RHYS – This won't do you any good, anyway. If you were wise, you would be screaming and running from this place, from these people. It's a wonder that you're still here, actually.


(FEYRE is obviously confused)


RHYS – (laughing) She doesn't know, does she?


TAMLIN – You have seconds, Rhys. Seconds to get out.


RHYS – If I were you, I wouldn't speak to me like that.


(FEYRE goes taut)


TAMLIN – Let her go. Enough!


RHYS – I'd forgotten that human minds are as easy to shatter as eggshells. (running a finger across FEYRE'S throat) Look at how delightful she is – look how she's trying not to cry out in terror. It would be quick, I promise. (pause) Lucien, you should get her under control – she has the most delicious thoughts about Tamlin.


TAMLIN – Let. Her. Go.


RHYS – If it's any consolation, she would have been the one for you – and you might have gotten away with it. A bit late, though. She's more stubborn than you are.
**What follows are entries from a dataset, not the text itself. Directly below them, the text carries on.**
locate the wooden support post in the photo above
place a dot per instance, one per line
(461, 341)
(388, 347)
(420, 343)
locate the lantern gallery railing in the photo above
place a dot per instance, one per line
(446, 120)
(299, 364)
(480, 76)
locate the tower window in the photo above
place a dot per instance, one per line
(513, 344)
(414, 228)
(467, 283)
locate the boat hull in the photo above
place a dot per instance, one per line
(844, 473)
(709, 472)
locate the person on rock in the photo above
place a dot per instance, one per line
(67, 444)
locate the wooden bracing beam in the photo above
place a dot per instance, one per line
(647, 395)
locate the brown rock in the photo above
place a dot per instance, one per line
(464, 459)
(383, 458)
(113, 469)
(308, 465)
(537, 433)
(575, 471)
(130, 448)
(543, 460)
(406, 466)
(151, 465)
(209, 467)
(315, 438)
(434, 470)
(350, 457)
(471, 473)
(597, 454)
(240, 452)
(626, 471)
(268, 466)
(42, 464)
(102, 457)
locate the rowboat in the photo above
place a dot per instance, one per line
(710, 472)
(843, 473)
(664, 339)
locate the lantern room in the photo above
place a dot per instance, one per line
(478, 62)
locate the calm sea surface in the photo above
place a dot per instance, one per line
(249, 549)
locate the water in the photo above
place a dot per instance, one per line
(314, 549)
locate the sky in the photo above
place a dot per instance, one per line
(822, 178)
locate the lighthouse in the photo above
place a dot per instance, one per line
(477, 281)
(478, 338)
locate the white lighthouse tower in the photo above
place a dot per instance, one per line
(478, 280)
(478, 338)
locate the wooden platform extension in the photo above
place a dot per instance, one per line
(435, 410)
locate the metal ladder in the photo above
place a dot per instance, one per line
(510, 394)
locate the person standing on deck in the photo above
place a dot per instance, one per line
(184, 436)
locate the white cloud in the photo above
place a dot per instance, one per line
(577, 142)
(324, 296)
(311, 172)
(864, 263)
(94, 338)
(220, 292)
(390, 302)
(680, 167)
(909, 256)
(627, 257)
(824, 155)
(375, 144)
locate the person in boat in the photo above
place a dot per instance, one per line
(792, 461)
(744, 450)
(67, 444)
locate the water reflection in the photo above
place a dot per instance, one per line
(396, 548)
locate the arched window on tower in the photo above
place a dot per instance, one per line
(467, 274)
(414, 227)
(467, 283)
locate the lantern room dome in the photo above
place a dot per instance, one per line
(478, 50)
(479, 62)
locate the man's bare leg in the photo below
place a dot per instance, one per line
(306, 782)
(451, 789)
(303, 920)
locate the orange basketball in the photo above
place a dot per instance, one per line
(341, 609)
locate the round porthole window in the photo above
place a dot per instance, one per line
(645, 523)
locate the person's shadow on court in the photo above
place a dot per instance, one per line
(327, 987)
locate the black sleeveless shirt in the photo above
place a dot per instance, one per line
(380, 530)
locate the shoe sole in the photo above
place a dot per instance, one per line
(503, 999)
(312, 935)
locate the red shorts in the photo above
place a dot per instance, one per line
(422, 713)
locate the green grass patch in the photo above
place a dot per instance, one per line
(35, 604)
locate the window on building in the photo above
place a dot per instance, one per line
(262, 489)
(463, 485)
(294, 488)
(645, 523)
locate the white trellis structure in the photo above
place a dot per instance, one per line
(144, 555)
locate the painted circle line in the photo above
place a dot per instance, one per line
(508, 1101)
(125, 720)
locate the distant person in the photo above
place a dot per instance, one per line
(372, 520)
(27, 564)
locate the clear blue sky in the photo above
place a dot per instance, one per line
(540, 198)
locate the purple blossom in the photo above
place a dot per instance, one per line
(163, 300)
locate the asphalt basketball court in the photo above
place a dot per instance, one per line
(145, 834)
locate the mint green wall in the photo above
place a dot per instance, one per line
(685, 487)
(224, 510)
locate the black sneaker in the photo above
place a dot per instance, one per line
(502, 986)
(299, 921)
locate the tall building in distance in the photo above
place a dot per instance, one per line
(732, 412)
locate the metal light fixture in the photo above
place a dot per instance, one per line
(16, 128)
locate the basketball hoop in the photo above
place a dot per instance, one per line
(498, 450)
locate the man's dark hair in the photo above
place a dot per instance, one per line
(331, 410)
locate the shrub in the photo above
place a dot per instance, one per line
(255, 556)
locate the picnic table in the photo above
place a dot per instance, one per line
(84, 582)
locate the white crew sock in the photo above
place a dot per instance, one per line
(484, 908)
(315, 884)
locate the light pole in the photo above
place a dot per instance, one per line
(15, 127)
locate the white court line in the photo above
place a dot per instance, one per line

(FEYRE collapses onto the floor)


RHYS – Amarantha will enjoy breaking her.


TAMLIN – Please.


RHYS – (gently) Please what?


TAMLIN – Don't tell Amarantha about her.


RHYS – And why not? As her “bed-warmer” I should tell her everything.


TAMLIN – Please.


RHYS – Beg, and I'll consider not telling her.


(TAMLIN gets on his knees, bowing his head)


RHYS – Lower. (pause) You too, fox-boy.


(LUCIEN gets on his knees, bowing his head)


RHYS – Are you doing this for your sake, of for hers? (shrugging) You're far too desperate, Tamlin. It's off-putting. Becoming High Lord has made you so boring.


TAMLIN – Are you going to tell Amarantha?


RHYS – Perhaps I'll tell her, perhaps I won't.


(TAMLIN lunges at RHYS. RHYS holds up a hand)


RHYS – None of that. Not with a lady present. (to FEYRE) What's your name, love?


NARRATOR – To give him my family's name would have been suicide, so I blurted the first name that came to mind.


FEYRE – Clare Beddor.


NARRATOR – She was a village friend of my sisters whose face I couldn't recall.


RHYS – (to TAMLIN) Well, this was entertaining. The most fun I've had in ages, actually. I'm looking forward to seeing you three Under the Mountain. I'll give Amarantha your regards.


(lights dim)


NARRATOR – Rhysand vanished into nothing – as if he'd stepped through a rip in the world – leaving us alone in horrible, trembling silence.